Une législation qui décourage les contribuables belges à acheter une seconde résidence à l’étranger, un régulateur de l’énergie en partie impuissant face aux entreprises d’électricité et de gaz ou l’absence de cartes de bruits pour les grandes voies ferroviaires: les manquements belges touchent à des domaines pour le moins variés. Pas toujours à cause de procédures d’infraction. La Commission a épinglé début juillet le manque d’ambition de notre plan énergie climat national. Plus récemment, c’est la Cour de justice européenne qui a dénoncé la loi belge de prolongation de la durée de vie des centrales nucléaires de Doel 1 et de Doel 2. Reproche: l’absence d’évaluations environnementales préliminaires. “Ici, c’est une procédure préjudicielle. C’est un juge national qui interroge la Cour de justice européenne pour lui demander s’il respecte le droit européen en appliquant le droit national”, poursuit Benjamin Bodson.

Paresse institutionnelle

Ses manquements répétés, la Belgique les doit en partie à son architecture institutionnelle. Le système complexe conduit le pays à la quasi-paralysie. Il n’y a pas de raison que l’Europe soit épargnée. Économie, travail, climat ou encore urbanisme: chaque texte qui concerne une matière régionale doit faire l’objet de trois retranscriptions. “Il suffit qu’une Région n’adopte pas un texte pour que la Belgique soit en infraction”, souligne Quentin Michel. Derniers exemples en date: la non-conformité du plan d’action wallon contre le bruit ou la mauvaise transposition bruxelloise en matière de réseau haut débit. “En droit européen, la Belgique ne forme qu’un”, rappelle Benjamin Bodson. Mais les réformes de l’État n’excusent pas tout. Les lourdeurs administratives et une relative légèreté enfoncent notre pays au classement. “Il y a une sorte de paresse institutionnelle. Il y a rarement un défaut de transposition, plutôt des mauvaises adaptations et un manque de rigueur dans le processus technique”, constate Marc Fallon, expert en droit européen à l’UCLouvain. Ses deux homo- logues confirment ce secret de Polichinelle: on est loin de la rigueur administrative scandinave. Et de ses finances.
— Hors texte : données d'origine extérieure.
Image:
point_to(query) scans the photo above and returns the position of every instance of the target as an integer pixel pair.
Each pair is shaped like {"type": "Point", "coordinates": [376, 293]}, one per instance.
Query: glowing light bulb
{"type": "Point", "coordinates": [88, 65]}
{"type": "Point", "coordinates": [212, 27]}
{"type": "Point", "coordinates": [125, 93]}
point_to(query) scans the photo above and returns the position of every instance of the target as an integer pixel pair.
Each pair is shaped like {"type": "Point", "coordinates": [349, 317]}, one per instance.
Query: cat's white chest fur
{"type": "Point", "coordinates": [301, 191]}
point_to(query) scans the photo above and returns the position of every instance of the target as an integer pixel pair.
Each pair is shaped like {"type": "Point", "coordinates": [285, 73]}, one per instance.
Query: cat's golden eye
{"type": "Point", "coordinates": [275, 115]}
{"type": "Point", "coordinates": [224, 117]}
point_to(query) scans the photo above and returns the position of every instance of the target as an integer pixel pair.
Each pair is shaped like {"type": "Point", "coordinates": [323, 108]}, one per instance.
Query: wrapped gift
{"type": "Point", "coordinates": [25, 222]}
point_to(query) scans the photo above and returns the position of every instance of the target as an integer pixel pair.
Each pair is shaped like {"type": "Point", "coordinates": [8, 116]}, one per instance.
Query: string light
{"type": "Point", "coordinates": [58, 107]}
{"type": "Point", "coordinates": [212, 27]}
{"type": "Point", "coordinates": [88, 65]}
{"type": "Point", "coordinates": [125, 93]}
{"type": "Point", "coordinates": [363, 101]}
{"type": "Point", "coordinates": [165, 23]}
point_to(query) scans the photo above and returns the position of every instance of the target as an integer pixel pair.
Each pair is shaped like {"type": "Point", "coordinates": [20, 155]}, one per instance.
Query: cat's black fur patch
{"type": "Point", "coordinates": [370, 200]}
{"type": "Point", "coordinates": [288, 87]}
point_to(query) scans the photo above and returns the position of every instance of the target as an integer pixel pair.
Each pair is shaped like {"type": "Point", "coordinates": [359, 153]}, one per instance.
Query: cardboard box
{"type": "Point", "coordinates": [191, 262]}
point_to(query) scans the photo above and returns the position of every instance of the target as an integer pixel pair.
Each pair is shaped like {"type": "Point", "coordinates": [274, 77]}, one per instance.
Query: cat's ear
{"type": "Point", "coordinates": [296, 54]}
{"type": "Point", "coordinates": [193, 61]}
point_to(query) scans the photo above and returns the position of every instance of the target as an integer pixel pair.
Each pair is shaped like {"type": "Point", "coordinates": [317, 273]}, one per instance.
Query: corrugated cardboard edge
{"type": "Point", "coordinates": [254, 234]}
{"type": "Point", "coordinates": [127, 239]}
La Belgique a d’ailleurs senti passer le vent du boulet au début de l’été. Sa trajectoire budgétaire inquiète régulièrement la Commission. Mais le pays a une nouvelle fois échappé à la sanction. Pour Marc Fallon, on est encore loin d’être un exemple, mais il ne faut pas trop s’inquiéter: “La Belgique triche souvent un peu, mais elle tire sur la corde sans la casser”. Et pour la récente procédure sur Doel 1 et Doel 2, le manquement pointé par la Cour de justice, certes, existe bel et bien. Mais parce qu’un juge belge a pris l’initiative de la consulter. “Il faut des juges nationaux qui ont envie de poser ces questions. Parce que la Belgique est un ancien État-membre, ses juges sont habitués à le faire. En Roumanie et en Bulgarie, vous avez très peu de questions”, souligne Benjamin Bodson. Les trois experts s’accordent par ailleurs sur l’absence de mauvaise volonté. Non, la Belgique ne cherche pas à s’opposer à l’Europe.

Reste que ces manquements font mal au portefeuille du pays. Car la Commission impose souvent des amendes. Pour le dossier des résidences secondaires à l’étranger, l’exécutif européen exige ainsi plusieurs millions d’euros de pénalités. “Si la Belgique voulait réorganiser sa façon de faire dans ses services administratifs, elle aurait justement besoin de plus d’argent. Mais tant qu’elle ne le fait pas, elle continue de payer plus”, pointe Benjamin Bodson. Le pays par ailleurs n’est pas à l’abri d’une crise profonde avec la Commission. Les Régions aujourd’hui prennent souvent du retard pour se mettre en ordre, mais elles le font. Et si une entité refusait demain d’avaliser un texte signé par le fédéral? “On n’a encore jamais eu le cas, mais comme on voit que les positions se durcissent, je ne serais pas étonné que ça arrive un jour”, redoute Quentin Michel. En attendant, si l’europhilie belge ne fait aucun doute, il faudra repasser pour le respect de la législation communautaire. Mais les apparences, c’est important. Et tant mieux pour notre pays.